In many instrumentation systems for TKA, cutting guides for the proximal tibia have a posterior slope to minimize bone loss. Cutting the proximal tibia with a posterior slope, it is important for surgeons to know exactly where the anterior aspect of the tibia really is, because when the cutting guide is externally rotated, posteromedial (varus) slope will be produced and when the guide is internally rotated, a posterolateral (valgus) slope will result.16 If direction of the posterior slope is set parallel to the line connecting the middle of the PCL and the medial border of the patellar tendon attachment, the proximal tibia would be cut neutrally in an AP view and the posterior slope intended should be produced in a lateral view. Therefore, the AP orientation proposed in the current study would be useful to obtain a correct perpendicular cut of the proximal tibia.

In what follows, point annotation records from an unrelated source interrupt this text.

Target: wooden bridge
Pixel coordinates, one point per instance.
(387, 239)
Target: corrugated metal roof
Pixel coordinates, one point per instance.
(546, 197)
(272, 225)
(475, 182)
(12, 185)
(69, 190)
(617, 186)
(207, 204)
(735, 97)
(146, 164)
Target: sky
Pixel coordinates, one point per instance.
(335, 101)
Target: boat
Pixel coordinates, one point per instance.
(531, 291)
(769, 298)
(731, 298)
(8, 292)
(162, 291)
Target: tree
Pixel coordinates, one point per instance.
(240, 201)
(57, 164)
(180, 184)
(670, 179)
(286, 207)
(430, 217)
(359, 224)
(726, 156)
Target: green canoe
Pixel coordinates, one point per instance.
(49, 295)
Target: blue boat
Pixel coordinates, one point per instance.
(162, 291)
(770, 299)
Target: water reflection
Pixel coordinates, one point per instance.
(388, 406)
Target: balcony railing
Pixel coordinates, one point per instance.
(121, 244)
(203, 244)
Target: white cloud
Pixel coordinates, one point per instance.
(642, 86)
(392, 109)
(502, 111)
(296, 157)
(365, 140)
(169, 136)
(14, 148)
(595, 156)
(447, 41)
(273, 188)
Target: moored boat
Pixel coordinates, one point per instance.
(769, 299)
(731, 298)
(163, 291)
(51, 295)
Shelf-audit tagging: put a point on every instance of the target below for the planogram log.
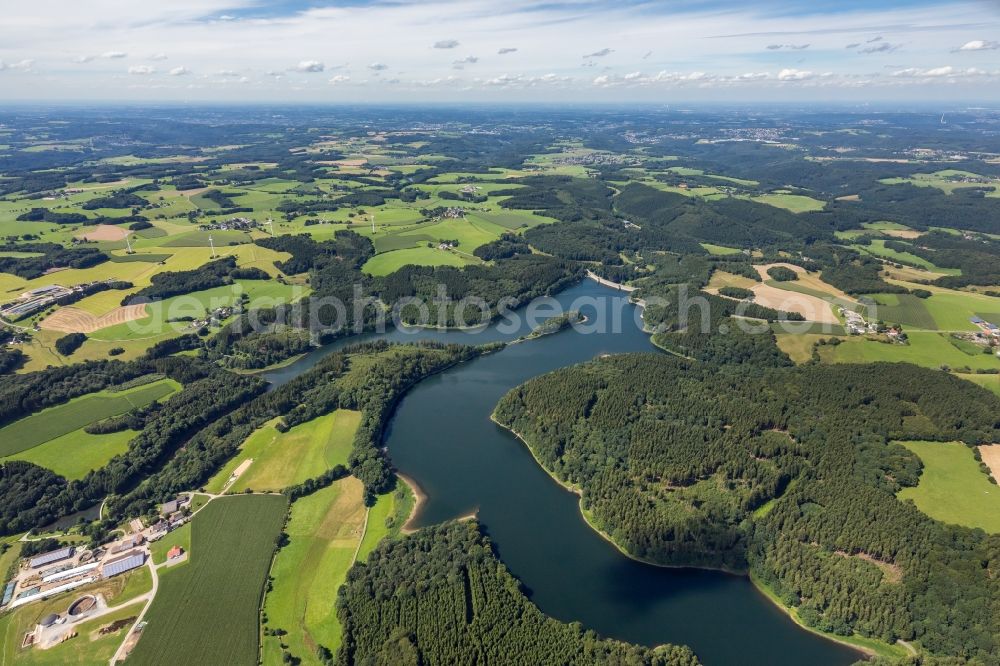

In the current study, the AP axis of the tibia was defined as a line passing through the middle of the PCL and perpendicular to the transepicondylar axis in an extended position of the knee. The medial border of the patellar tendon attachment was identified as an anterior anatomic landmark to determine the AP axis in the operation field. We now are using the line connecting the middle of the PCL and the medial border of the patellar tendon attachment as the AP axis of the tibia during TKAs. The line is reliable and reproducible. Furthermore, when planning placement of the components preoperatively using computer simulation techniques, the AP axis of the tibia is useful to determine the rotational alignment of the tibial component, because the line can be drawn on the cut surface of the proximal tibia independently from the transepicondylar axis of the femur.
We thank Yamada K, Tatsumi Y, and Miyata Y (Kinki University Hospital, Osaka-Sayama City, Osaka, Japan) for technical assistance and advice in CT scanning.